Although Bitcoin lacks the intrinsic value of gold, it does fluctuate alongside gold as uncertainty increases and decreases. We have even heard some market participants refer to Bitcoin as the “digital gold”, some say “Bitcoin has most of the characteristics of gold with the added benefit of being able to make a payment, good luck trying to pay with gold...”.


Billionaire hedge fund manager, Paul Tudor Jones, came out in December 2020 and said that he expects the digital coin will be “substantially higher” in 20 years. He also went on to say that “in a world where you’ve got $90 trillion worth of equity market cap and God knows how many trillions of fiat currency, etc.... it’s the wrong market cap (for Bitcoin), for instance, relative to gold, which is $8 or $9 trillion,”. Jones later said that he ranks Bitcoin as #4 on his list of inflation hedges, this was enough to spark a further rally in the digital currency.

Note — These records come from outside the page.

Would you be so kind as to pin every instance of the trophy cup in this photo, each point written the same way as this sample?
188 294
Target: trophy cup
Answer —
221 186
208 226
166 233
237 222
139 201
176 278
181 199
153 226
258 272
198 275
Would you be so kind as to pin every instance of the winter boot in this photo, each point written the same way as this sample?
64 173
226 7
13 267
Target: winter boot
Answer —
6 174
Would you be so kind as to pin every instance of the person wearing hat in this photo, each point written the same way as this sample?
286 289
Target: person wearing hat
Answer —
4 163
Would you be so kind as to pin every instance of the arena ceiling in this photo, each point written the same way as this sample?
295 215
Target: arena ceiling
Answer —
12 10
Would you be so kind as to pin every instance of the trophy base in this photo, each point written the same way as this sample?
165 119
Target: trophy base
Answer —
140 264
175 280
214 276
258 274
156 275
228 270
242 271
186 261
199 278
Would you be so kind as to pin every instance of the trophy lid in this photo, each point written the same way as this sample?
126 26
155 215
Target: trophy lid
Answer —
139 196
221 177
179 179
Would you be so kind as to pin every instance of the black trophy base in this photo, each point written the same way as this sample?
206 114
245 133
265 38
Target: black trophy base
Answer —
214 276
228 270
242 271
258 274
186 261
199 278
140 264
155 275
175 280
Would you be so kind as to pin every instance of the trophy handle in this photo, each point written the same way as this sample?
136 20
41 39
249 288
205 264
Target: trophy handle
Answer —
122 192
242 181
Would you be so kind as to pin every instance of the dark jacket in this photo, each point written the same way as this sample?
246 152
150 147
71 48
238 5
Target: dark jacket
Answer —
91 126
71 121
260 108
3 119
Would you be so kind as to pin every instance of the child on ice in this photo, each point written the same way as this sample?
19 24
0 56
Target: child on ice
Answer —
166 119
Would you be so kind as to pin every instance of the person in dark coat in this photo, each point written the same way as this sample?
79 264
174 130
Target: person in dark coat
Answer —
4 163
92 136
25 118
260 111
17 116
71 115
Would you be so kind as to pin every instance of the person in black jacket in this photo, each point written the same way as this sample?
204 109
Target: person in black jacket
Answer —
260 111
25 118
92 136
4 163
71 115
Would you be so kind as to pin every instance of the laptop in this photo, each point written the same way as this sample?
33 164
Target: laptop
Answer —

When Jones referenced the market caps of equities, fiat currencies, and gold he was making a play at the expansion of the money supply. It should be clear to all that the all powerful Federal Reserve will continue to print dollars until the end of time. In this way, Jones was drawing a connection by saying if equities are inflated, fiat currency is inflated, gold is inflated, Bitcoin must also become inflated. He attempts to paint Bitcoin as yet another financial instrument which will grow over time with the economy. To be sure of the connection, let’s look at a 2 charts side by side, the first is the “U.S. M2 Money Supply” and the second is Bitcoin’s price chart.


U.S. M2 Money Supply


Bitcoin Price Chart


Bitcoin without a doubt has a lot more volatility than the increase in the money supply but there might be a simple explanation for that occurrence. The Federal Reserve doesn’t print hundreds of billions one year and not print the next year, it is a sustained expansion over the years while Bitcoin miners may mine more Bitcoins in certain years over others. If you block out the short-term price movements, it does appear that Bitcoin is following the “M2 money supply”, especially if you look at the sharp spike in 2020. We hope that this article has provided you with valuable knowledge about Bitcoin and the economy.




*This article was written for informational purposes only. Banting Court Capital Management Inc. accepts no liability for any losses suffered from acting on what is written in this article.